慕容雪反应很快,意识到青鸾想要做什么,立马开始收束幻境,但直到此刻她才发现,原来这个由她织就的幻境,现在并不完全受她控制了。
青鸾阖目立在原地,在她周围凭空浮现出一些极为纤细的金色丝线,那是她的精神游丝,起初只是薄如蝉翼的一丝一缕,很快汇集成一片金色的海,以她为中心四散开来。
那些半透明的金色丝线,支撑起了逐渐破碎的幻境,迫使在这幻境中上演的故事继续朝前发展。
“你没有独立创造小世界的能力,只有以自己的记忆作为依托,编织这样一个幻境,这也是我愿意留在幻境里原因,我想知道,空桑之战到底发生了什么。”青鸾尝试着向慕容雪解释自己的所作所为,“我知道,被人窥探记忆的感觉并不好受,但是你似乎没有将这段过往告知于我的意思,很抱歉我只能这样做了。”
“这是我的幻境,是我的记忆,我才是你此刻所处世界的主人。”慕容雪的声音听起来出离愤怒:“你真是好大的胆子,在我的幻境里利用精神游丝窥视我的记忆,稍不注意,你便有可能神思紊乱,从此变得疯癫。”
青鸾的目光和语气都很坚定,“我知道,这是我可能付出的代价,也是我必须承担的风险,但我还是选择做这件事,就算如你所言,以后变成个疯癫的傻子,我也绝不后悔。”
二人心中皆知,她们虽未面对面动手,但已在精神领域里交手几个回合了,此刻是精神力强大与否的比拼。
倘若青鸾胜过慕容雪,那么她就可以继续推动幻境向前发展,如此便能通过慕容雪的记忆,得知当年空桑之战不为人知的细节。反之,轻则她会神思紊乱变得疯癫,重则她的精神游丝将被这个幻境尽数吞噬,届时她就会变得彻底无知无觉,那将是怎样一个状态,她无从得知。
无论如何,她都是在以身犯险,用自己的余生做赌。
良久,原本支离破碎的幻境竟被青鸾修补得恢复如初,她看起来耗费了不少精神力,脸色变得苍白,额角也渗出了细密的汗珠。
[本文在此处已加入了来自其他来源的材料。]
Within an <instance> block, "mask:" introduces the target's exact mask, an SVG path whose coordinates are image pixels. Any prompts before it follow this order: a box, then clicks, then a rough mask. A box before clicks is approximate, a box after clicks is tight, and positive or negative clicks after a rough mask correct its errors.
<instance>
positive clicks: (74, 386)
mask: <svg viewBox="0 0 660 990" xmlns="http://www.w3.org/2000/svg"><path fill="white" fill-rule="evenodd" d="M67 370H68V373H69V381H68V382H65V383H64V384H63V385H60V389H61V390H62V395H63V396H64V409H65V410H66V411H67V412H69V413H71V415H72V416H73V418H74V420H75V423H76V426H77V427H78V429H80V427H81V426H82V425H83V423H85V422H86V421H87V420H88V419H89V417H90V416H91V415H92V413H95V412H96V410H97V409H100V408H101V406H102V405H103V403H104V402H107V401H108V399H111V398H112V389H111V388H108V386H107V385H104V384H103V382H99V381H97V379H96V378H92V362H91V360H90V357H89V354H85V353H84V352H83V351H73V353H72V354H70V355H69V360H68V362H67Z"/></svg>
不过,她成功了,幻境如走马灯般闪过几个画面后,按照时间线继续向前发展,定格在了空桑之战。
“为什么?”慕容雪的声音在幻境中响起,变得有些颓然:“我本在收束幻境了,你明明可以安全离开,为何要冒这样大的风险,非要探知当年的空桑之战?”
“因为我必须完成任务,我要彻底解决空桑雪患。在来的路上我一直在想,倘若这一次我坚持下去,无论如何都不放弃,那么之后我的结果,会不会有所不同。”青鸾自始至终便没有打算与慕容雪为敌,在得知她的身世之后,其实更平添了几分怜惜之意,因此虽则方才在同她斗法,但此刻说话的语气依然算是柔和:
“你也许不知道我在说什么,我只是觉得,此次解决空桑雪患,是我命运的一个转折之处,坚持还是放弃,会让我踏上两条截然不同的路,我觉得值得,便那样去做了。其实你也体会过的吧,在你的生命里,有没有什么值得的事情,无论如何不能放弃,哪怕拼上自己的一切,也必须去做?”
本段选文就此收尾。